On Wednesday evening, the U.S. and Iranian presidents each signed a memorandum of understanding remotely, providing for a ceasefire, the lifting of the U.S. blockade on Iranian ports, and the reopening of the Strait of Hormuz.
The closure of this strategic waterway since late February, through which roughly one-fifth of the world's oil normally passes, caused oil prices to surge. News of the U.S.-Iran agreement triggered a sharp decline in prices beginning on Monday.
The outlook for Gulf airlines now appears significantly brighter. The end of hostilities is expected to reopen the region's airspace, allowing carriers to fully restore operations, according to James Halstead of Aviation Strategy.
Drone attacks had forced Gulf flights to be rerouted, increasing security concerns and restricting traffic to a limited number of safe air corridors.
For the most part, airlines from Europe and Asia suspended flights to the region, and many travel warnings remain in place. This week, Australia eased its travel advisories for several Middle Eastern countries. Meanwhile, the European Union Aviation Safety Agency (EASA) has maintained its warnings due to ongoing risks linked to the conflict.

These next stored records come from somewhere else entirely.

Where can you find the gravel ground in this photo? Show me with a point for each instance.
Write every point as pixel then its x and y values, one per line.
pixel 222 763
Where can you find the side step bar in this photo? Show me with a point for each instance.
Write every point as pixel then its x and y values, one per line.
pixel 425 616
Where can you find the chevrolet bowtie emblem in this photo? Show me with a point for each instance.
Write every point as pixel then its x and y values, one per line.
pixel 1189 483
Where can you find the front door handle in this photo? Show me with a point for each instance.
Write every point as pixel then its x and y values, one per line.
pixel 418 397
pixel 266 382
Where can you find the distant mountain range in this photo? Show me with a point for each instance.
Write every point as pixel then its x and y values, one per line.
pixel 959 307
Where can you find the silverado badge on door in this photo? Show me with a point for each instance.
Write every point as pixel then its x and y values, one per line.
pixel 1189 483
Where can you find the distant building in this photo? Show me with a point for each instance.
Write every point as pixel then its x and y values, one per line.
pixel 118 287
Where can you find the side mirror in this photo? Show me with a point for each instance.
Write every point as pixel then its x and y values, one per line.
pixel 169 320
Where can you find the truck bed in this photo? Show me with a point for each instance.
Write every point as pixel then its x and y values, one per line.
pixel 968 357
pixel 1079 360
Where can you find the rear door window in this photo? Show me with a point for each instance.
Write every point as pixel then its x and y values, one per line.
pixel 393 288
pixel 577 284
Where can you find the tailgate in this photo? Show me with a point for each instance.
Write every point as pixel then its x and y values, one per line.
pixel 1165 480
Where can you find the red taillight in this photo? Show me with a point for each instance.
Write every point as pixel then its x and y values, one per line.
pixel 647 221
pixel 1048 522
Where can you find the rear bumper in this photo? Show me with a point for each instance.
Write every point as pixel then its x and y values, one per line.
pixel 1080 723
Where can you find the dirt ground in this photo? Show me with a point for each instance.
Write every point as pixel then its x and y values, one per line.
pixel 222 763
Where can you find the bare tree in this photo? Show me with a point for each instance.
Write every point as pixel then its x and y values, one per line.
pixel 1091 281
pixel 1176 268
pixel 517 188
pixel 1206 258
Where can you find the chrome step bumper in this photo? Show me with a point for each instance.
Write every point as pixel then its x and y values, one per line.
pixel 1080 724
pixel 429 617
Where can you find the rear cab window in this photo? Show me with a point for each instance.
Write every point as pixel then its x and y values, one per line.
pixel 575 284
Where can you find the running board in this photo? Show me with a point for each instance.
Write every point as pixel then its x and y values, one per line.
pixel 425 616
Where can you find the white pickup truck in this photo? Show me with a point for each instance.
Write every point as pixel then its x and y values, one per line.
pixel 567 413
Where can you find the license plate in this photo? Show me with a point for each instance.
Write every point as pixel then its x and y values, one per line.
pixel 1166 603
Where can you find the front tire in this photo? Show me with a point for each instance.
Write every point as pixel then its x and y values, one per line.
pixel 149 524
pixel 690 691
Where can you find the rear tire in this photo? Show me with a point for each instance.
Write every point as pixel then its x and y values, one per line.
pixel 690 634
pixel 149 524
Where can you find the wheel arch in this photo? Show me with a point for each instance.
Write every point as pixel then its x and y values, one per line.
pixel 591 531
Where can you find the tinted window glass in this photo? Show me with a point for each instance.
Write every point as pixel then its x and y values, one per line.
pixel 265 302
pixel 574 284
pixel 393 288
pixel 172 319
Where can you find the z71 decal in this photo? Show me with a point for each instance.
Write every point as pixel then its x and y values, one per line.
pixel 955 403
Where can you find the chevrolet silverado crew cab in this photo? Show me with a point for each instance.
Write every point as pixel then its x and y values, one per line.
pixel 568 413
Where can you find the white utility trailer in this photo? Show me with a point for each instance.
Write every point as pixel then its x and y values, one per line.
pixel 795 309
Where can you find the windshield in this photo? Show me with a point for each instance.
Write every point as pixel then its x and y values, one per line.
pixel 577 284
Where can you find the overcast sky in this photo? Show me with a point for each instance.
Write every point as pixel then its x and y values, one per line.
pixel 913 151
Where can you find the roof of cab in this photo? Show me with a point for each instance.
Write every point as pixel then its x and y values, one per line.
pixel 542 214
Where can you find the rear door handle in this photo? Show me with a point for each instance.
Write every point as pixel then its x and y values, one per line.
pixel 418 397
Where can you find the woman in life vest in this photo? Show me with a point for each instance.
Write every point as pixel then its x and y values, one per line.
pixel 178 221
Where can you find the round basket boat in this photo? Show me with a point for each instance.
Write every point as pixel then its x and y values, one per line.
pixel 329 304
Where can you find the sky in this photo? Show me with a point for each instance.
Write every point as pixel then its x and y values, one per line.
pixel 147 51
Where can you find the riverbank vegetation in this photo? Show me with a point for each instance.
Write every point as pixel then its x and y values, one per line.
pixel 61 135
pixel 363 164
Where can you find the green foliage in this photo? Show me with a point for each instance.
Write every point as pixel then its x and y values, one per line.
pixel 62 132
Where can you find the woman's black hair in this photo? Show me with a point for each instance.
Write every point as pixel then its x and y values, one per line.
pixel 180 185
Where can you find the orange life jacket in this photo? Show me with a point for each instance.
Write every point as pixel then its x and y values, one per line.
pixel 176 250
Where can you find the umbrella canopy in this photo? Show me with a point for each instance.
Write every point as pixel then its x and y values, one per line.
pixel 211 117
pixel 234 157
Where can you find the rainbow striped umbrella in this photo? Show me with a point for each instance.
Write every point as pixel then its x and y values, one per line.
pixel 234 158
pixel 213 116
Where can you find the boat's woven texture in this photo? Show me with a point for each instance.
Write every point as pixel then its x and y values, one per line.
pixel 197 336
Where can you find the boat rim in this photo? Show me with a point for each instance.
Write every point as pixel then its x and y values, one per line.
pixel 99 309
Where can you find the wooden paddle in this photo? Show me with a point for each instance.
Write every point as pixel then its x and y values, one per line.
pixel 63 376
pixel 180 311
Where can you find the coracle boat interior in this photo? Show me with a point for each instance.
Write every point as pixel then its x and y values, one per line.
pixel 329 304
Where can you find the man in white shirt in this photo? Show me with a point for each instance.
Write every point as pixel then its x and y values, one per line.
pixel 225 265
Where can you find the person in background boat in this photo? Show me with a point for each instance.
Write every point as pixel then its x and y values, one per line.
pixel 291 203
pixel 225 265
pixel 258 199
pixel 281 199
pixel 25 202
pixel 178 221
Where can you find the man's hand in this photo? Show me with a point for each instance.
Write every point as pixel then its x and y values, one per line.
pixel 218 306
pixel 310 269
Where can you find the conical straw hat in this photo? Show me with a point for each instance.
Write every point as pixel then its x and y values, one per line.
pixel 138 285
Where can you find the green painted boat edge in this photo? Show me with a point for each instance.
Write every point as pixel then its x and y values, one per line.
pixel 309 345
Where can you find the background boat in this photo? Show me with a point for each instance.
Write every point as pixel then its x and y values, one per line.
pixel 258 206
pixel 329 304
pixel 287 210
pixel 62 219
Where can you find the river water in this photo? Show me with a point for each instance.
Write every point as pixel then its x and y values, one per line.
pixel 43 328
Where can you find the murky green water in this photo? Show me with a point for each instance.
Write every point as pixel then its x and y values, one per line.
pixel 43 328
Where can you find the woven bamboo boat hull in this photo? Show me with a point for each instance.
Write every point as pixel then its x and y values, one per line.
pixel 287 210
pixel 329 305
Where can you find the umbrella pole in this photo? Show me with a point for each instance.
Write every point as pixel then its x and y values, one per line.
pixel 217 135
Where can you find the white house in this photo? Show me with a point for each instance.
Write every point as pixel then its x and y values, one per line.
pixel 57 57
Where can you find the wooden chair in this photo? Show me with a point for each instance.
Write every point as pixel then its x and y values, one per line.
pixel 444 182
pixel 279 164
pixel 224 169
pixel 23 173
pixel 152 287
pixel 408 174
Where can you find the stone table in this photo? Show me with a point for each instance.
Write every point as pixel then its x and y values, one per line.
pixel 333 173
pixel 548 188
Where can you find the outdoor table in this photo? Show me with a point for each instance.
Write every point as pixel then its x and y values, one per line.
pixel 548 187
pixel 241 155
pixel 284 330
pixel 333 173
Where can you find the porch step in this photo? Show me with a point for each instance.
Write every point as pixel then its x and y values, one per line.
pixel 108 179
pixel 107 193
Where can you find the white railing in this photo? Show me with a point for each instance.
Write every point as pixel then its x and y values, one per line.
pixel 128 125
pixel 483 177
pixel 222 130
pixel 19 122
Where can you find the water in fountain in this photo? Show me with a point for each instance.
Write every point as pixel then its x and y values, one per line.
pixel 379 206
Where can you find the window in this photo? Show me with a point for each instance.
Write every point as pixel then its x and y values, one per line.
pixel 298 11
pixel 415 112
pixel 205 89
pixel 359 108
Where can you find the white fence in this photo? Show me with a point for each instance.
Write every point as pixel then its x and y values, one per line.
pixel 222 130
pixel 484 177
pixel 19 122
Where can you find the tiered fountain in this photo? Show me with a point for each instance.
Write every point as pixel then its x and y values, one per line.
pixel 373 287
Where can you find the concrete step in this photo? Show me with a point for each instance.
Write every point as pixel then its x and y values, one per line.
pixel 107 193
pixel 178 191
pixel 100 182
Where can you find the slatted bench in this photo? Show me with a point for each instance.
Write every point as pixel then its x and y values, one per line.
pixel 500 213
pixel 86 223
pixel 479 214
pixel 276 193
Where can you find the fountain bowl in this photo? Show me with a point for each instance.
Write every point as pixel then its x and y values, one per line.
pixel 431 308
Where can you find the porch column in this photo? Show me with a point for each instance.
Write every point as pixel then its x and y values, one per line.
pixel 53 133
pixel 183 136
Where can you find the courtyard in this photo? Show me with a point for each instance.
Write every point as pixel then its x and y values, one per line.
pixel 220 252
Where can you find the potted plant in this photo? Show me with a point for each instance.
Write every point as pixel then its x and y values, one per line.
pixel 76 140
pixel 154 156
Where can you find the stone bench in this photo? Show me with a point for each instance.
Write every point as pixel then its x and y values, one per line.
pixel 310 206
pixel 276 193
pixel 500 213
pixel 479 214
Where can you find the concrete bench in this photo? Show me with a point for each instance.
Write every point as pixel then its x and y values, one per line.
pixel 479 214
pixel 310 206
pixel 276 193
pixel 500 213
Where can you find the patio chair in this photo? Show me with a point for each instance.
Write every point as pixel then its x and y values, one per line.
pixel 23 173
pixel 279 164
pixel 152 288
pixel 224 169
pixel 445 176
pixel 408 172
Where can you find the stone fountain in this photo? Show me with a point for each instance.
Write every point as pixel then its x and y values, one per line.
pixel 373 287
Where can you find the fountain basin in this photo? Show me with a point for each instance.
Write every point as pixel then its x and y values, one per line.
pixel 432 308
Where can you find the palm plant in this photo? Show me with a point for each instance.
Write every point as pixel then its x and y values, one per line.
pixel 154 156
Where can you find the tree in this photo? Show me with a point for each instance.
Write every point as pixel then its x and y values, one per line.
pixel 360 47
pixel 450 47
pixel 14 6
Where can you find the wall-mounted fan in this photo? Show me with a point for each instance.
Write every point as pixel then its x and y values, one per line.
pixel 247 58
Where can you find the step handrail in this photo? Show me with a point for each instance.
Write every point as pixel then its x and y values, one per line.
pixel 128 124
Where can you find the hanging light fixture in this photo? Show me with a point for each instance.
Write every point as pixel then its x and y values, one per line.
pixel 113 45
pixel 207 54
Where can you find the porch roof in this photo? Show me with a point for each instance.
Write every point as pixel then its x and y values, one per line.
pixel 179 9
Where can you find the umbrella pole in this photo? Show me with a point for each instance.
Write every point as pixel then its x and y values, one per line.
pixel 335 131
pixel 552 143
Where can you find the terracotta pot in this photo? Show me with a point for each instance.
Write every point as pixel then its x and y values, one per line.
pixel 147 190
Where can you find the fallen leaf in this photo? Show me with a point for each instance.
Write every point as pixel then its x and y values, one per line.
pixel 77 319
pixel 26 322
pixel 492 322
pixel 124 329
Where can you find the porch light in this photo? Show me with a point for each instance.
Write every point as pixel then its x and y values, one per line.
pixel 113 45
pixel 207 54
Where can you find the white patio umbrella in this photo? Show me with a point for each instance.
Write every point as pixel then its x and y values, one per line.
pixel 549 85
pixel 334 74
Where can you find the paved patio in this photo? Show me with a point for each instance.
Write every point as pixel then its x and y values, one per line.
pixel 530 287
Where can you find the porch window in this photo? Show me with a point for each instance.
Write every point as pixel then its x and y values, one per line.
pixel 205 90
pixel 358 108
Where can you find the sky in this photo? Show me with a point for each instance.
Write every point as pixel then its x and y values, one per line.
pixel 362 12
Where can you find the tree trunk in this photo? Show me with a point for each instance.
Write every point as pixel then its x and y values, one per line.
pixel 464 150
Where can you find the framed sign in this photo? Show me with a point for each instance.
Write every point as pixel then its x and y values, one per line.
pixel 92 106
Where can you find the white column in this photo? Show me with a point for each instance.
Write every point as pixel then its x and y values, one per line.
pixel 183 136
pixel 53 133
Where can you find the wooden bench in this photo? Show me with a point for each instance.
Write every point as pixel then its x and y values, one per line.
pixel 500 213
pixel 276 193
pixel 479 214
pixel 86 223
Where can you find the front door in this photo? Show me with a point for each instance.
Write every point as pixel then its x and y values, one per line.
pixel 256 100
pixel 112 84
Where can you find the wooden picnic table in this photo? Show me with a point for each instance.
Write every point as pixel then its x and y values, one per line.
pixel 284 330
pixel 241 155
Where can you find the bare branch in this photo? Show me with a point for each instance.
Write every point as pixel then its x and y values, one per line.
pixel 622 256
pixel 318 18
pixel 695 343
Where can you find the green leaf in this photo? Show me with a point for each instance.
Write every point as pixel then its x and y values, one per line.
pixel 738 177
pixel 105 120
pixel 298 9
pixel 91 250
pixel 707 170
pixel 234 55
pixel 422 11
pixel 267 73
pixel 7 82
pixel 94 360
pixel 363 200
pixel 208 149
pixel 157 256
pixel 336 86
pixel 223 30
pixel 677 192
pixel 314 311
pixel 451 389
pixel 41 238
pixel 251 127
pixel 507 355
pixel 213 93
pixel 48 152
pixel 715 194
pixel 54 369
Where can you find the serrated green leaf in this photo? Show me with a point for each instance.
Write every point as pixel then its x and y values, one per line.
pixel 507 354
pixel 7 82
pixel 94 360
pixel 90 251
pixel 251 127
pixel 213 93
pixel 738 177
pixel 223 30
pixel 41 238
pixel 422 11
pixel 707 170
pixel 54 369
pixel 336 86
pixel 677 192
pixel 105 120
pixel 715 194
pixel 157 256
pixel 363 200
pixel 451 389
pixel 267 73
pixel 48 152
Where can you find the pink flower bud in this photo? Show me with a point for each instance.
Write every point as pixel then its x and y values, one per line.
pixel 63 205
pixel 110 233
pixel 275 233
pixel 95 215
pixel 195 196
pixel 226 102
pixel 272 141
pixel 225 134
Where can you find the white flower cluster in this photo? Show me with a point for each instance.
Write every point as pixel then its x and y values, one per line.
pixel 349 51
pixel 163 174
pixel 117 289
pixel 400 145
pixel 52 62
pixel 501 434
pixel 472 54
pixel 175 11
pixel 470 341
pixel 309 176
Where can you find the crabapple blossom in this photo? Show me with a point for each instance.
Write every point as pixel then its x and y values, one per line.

EASA told Reuters it would consider the latest developments when reassessing its recommendations for the region but added that "it is still too early to determine whether the de-escalation will lead to a sustained reduction in risks for civil aviation."
In recent years, the oil-rich Gulf states have made significant efforts to strengthen their role as global transportation hubs and tourism destinations, investing heavily in hotels, airports, and major events. A full lifting of flight restrictions would support stronger economic growth across the region.
The International Air Transport Association (IATA), which represents more than 370 airlines accounting for about 85% of global air traffic, said in its annual report on Sunday that it expects the industry to post a combined net profit of $23 billion in 2026. This is well below an earlier forecast of roughly $41 billion and down from $45 billion in 2025.
The revised outlook highlights airlines' vulnerability to geopolitical shocks and fuel-price volatility, even as passenger demand remains resilient, aircraft continue to fly with higher load factors, and combined industry revenues are expected to exceed $1.1 trillion.
IATA expects airline fuel costs to rise to around $350 billion this year, up from approximately $252 billion in 2025, with fuel accounting for nearly one-third of operating expenses.